Quelle est la conduite à tenir en situation d’urgence ?
En cas d’urgence vitale, il faut appeler le Samu centre 15 pour le transfert de l'enfant à l'hôpital qui doit faire le signalement. En cas de danger important (forte suspicion de maltraitance avec auteur présumé au domicile de l'enfant), il faut organiser l’hospitalisation et le signalement au procureur de la République. Le médecin prévient le senior des urgences et s’assure de l’arrivée effective de l’enfant.
Après concertation, le médecin ou l’hôpital informe le procureur de la République par téléphone et adresse le signalement par fax et courrier (en gardant une copie du signalement).
Et quelles sont les préconisations en dehors des situations d’urgence ?
Compte tenu de la complexité des situations d’enfants en danger et en risque de danger, il est essentiel que les réflexions se fassent de façon collégiale (travail en réseau incluant les médecins scolaire et de PMI). Ces situations relèvent de la compétence du conseil général et doivent faire l’objet d’une « information préoccupante » transmise à la Cellule départementale de recueil, de traitement et d’évaluation des informations préoccupantes (Crip) par téléphone et fax et/ou courrier. La Crip a également un rôle de conseil pour les professionnels.
Lorsqu’il y a suspicion de maltraitance, que faut-il rechercher et comment ?
• Examen clinique complet. Lorsque le médecin suspecte un état de maltraitance, un examen clinique complet de l’enfant dévêtu est réalisé : mesure des paramètres de croissance, évaluation du développement psychomoteur et des capacités de l’enfant, examen cutané (recherche de traces de violence sur l'ensemble du corps), examen des muqueuses, palpation généralisée (recherche de signes de fractures ou d’hémorragie interne par atteinte viscérale [défense abdominale, douleur, masse]…), observation du comportement de l’enfant et de son entourage durant l’examen clinique.
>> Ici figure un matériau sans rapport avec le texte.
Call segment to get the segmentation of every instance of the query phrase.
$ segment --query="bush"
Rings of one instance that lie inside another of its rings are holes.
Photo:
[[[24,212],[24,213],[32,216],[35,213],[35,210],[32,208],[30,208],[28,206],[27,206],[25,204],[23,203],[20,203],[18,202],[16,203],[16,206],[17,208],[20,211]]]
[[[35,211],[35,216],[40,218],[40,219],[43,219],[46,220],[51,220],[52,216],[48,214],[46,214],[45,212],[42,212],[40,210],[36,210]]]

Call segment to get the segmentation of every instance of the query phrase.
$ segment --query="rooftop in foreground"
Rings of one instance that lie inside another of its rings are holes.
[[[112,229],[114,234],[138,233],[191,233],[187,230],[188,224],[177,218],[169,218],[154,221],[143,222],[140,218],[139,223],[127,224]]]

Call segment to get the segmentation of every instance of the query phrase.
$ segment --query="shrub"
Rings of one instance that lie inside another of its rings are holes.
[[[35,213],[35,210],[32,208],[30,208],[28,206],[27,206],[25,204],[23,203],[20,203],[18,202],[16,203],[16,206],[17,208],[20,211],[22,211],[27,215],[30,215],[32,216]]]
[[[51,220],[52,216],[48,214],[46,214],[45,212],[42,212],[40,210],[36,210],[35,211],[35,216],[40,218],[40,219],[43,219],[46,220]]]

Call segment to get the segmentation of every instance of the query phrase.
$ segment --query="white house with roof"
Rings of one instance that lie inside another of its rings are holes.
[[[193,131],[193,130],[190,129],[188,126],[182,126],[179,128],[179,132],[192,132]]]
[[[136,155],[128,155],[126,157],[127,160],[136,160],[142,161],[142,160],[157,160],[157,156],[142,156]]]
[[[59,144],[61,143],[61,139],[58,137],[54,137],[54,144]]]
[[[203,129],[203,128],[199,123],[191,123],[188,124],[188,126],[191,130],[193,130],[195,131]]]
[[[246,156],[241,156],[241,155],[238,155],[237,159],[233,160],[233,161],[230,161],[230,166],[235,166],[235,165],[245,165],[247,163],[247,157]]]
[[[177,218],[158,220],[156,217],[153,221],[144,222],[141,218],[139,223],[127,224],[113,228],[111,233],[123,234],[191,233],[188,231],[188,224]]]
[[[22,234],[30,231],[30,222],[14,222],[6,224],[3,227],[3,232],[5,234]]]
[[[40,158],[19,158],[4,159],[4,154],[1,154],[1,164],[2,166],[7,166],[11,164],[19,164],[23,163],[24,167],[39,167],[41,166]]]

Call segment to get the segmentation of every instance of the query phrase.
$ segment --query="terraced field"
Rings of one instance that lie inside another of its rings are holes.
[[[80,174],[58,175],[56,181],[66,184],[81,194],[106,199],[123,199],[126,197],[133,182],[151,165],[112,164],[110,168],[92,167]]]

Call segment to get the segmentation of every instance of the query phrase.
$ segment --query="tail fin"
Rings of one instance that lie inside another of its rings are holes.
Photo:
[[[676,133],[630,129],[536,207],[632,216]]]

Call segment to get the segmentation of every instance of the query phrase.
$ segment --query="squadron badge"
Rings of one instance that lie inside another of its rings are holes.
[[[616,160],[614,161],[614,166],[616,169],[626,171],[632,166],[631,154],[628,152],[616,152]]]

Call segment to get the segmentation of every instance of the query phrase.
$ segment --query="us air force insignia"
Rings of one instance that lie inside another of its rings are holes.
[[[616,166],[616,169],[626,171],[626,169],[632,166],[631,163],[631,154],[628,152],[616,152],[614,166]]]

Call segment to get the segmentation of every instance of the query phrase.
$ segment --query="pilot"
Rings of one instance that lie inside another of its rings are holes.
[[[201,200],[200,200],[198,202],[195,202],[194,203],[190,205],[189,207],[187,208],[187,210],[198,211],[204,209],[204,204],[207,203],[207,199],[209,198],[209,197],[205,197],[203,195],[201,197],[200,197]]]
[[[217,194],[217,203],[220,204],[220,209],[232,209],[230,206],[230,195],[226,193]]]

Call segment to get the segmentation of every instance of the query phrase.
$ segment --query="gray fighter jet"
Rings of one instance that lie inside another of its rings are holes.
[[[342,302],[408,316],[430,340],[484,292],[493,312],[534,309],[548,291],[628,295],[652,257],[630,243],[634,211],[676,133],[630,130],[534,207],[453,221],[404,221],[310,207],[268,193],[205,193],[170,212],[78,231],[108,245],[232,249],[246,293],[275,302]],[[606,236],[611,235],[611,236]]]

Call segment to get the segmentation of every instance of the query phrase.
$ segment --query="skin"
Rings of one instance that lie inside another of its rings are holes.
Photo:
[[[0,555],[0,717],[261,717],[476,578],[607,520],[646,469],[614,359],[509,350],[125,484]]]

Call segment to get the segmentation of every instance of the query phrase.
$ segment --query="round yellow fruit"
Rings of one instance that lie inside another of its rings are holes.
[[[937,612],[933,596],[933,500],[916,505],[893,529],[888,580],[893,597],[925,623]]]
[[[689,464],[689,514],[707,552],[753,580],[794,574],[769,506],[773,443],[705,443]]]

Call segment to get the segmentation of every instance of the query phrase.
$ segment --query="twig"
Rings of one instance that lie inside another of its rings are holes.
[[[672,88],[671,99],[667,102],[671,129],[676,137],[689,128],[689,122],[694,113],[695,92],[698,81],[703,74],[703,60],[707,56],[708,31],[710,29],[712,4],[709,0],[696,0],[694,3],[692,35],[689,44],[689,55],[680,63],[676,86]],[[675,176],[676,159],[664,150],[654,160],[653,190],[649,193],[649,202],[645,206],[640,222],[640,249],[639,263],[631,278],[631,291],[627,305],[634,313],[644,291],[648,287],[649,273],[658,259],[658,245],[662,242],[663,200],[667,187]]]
• Entretien avec l’entourage de l’enfant. Des questions ouvertes sont posées. L’objectif est de recueillir des informations concernant les antécédents médicaux personnels et familiaux, les événements de vie qui ont pu affecter l’enfant, le comportement habituel de l’enfant, l’environnement familial et la relation parents-enfant. Lors de l’entretien, il faut garder à l’esprit que l’accompagnateur peut être l’auteur des faits ou leur témoin passif.
• Entretien seul avec l’enfant dès que son âge le permet (et avec son accord). L’entretien commencera par des questions d’ordre général (relatives à l’école, à ses conditions de vie à la maison, ses loisirs, ses relations avec sa famille, ses copains). Il est recommandé de laisser l’enfant s’exprimer spontanément en privilégiant les questions ouvertes et en lui montrant qu’on croit sa parole. L’objectif est de préciser l’origine des lésions observées, tout en recherchant d’éventuelles discordances entre ces lésions et les explications données.
Enfin, un examen radiologique pourra être nécessaire, certaines caractéristiques des fractures étant évocatrices de maltraitance.